Quinze organisations non gouvernementales, aux côtés du rapporteur de la loi de 2021 sur la maltraitance animale, contestent mardi le projet de structure d’accueil de cétacés issus d’anciens parcs animaliers prévu pour 2027 au ZooParc de Beauval, et se disent prêtes à l’attaquer en justice.
Selon ces acteurs de la cause animale, le futur centre annoncé n’aurait rien d’un véritable refuge et s’apparente à ce qu’ils qualifient, dans un communiqué, de « faux-semblant de sanctuaire ».
Début novembre, le ministre délégué de la Transition écologique, Mathieu Lefèvre, a officialisé la création de ce centre, présenté comme le lieu d’accueil des onze dauphins du parc animalier Planète sauvage, près de Nantes, dont le delphinarium doit cesser ses animations autour de l’espèce.
Le ministre a également estimé que cette structure représenterait « la meilleure possibilité offerte » aux dauphins de Marineland, fermé au public depuis janvier, où les animaux vivent dans des conditions jugées de plus en plus précaires.
Implanté sur deux hectares et demi, le projet porté par Beauval prévoit sept bassins, dont trois vastes lagons, et doit se transformer, selon la direction du zoo, en centre d’études, de recherche scientifique et de sauvegarde des dauphins.
Un projet au ZooParc de Beauval qui relance la controverse sur les dauphins captifs
Mais plusieurs organisations de protection animale, parmi lesquelles la SPA, One Voice, la Fondation Brigitte Bardot, l’Association pour la protection des animaux sauvages (ASPAS) ou C’est assez!, ainsi que Loic Dombreval, rapporteur de la loi de 2021 sur la maltraitance animale, estiment que « le qualificatif de +Centre d’études et de sauvegarde pour dauphins+ masque la réalité d’un établissement visant à pérenniser l’exploitation commerciale des dauphins captifs ».
Invoquant l’urgence de trouver une issue pour les animaux de Marineland et de Planète sauvage, ces ONG préviennent que cette situation ne doit pas servir de prétexte à un projet qu’elles décrivent ainsi : « L’urgence de trouver une solution pour les dauphins de Marineland et de Planète sauvage ne doit pas servir de prétexte à la création d’un +delphinarium de luxe+. Ce n’est pas un centre de sauvetage que propose Beauval, mais une nouvelle infrastructure d’exploitation qui compromet l’avenir éthique des cétacés en France et porterait atteinte à l’esprit et à l’intention de la loi de 2021 ».
Dans leur déclaration commune, elles listent plusieurs « lignes rouges », comme le maintien de la reproduction prévue dans le projet, qui selon elles « démontre la volonté de maintenir un cheptel captif », le risque de transferts ou d’échanges d’animaux, ou encore le « refus d’adopter le statut légal de sanctuaire » au profit de celui d’«établissement zoologique », un cadre qui permettrait, d’après elles, de « poursuivre des activités lucratives » autour des dauphins.
Les ONG disent par ailleurs regretter le soutien du gouvernement à ce projet qu’elles jugent « contraire à l’engagement moral et légal de la France de tourner la page de la captivité des cétacés ».

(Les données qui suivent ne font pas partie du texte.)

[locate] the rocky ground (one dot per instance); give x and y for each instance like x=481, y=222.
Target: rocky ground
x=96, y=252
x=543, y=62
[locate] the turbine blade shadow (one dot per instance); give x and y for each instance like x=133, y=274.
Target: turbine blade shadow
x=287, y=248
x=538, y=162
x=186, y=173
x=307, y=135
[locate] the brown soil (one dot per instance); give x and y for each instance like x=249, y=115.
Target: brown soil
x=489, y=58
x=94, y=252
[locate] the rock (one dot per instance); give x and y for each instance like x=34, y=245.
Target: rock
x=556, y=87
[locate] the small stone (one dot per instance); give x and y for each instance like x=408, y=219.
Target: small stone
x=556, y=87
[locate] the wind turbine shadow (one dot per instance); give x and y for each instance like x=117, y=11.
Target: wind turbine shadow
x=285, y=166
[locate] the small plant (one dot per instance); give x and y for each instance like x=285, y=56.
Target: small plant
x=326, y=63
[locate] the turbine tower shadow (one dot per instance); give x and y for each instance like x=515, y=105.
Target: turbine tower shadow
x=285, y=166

Elles avertissent que « Toute autorisation qui serait délivrée par l’administration au ZooParc de Beauval sera considérée comme un recul inacceptable et fera l’objet d’une contestation par les voies légales appropriées ».

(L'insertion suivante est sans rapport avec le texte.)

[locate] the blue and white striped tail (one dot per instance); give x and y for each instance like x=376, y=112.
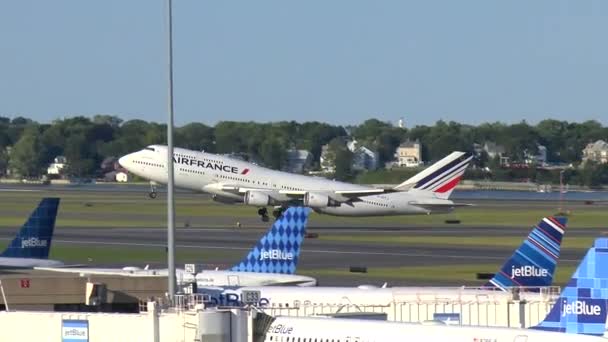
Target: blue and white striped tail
x=279, y=250
x=34, y=238
x=441, y=178
x=533, y=263
x=583, y=304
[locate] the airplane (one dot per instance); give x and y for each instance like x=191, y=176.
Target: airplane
x=578, y=315
x=235, y=181
x=30, y=248
x=530, y=267
x=272, y=261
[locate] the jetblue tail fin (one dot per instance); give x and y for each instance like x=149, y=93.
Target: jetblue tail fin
x=279, y=250
x=441, y=178
x=34, y=238
x=533, y=263
x=581, y=308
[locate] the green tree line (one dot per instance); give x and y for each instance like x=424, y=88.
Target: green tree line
x=27, y=147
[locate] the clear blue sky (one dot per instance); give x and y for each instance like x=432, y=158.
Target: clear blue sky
x=339, y=61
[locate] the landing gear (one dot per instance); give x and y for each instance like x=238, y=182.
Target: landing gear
x=277, y=212
x=152, y=194
x=263, y=212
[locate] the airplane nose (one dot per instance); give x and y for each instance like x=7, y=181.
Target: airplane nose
x=125, y=161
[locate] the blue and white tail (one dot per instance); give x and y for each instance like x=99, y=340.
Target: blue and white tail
x=439, y=179
x=279, y=250
x=533, y=263
x=581, y=308
x=34, y=238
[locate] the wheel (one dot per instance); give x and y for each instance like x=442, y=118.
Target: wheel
x=277, y=213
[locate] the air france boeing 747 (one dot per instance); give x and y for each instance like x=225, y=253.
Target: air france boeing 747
x=234, y=181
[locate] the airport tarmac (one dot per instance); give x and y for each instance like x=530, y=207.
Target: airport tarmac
x=318, y=254
x=114, y=221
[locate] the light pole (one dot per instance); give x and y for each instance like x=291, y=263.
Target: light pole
x=561, y=191
x=170, y=178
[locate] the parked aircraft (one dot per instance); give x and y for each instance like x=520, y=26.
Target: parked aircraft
x=272, y=261
x=532, y=265
x=30, y=248
x=234, y=181
x=578, y=315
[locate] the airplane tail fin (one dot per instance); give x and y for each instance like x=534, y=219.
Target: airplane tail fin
x=581, y=308
x=441, y=178
x=34, y=238
x=279, y=250
x=533, y=263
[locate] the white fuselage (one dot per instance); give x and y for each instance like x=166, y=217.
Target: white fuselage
x=217, y=175
x=285, y=329
x=300, y=297
x=8, y=262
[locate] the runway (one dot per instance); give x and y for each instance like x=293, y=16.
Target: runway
x=113, y=220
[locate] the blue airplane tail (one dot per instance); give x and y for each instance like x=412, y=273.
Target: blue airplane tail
x=533, y=263
x=34, y=238
x=581, y=308
x=279, y=250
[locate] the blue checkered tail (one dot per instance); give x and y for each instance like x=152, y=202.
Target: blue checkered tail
x=533, y=263
x=34, y=238
x=279, y=250
x=581, y=308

D’autres associations, comme l’ONG Sea Shepherd, voient en revanche dans ce centre d’accueil « une solution pour éviter le pire des scénarios » pour les dauphins encore captifs en France, expliquant travailler avec Beauval « sur la rédaction d’une charte et la pose de garde-fous ».
- Ce qu’il faut retenir : Quinze ONG et le rapporteur de la loi sur la maltraitance animale contestent le projet de centre pour dauphins au ZooParc de Beauval et menacent de saisir la justice. Elles dénoncent un dispositif présenté comme scientifique mais qu’elles assimilent à la poursuite de l’exploitation commerciale des dauphins captifs, en contradiction selon elles avec la loi de 2021 et les engagements de la France. D’autres associations, dont Sea Shepherd, considèrent toutefois ce centre comme une solution possible pour améliorer le sort des cétacés actuellement détenus en France.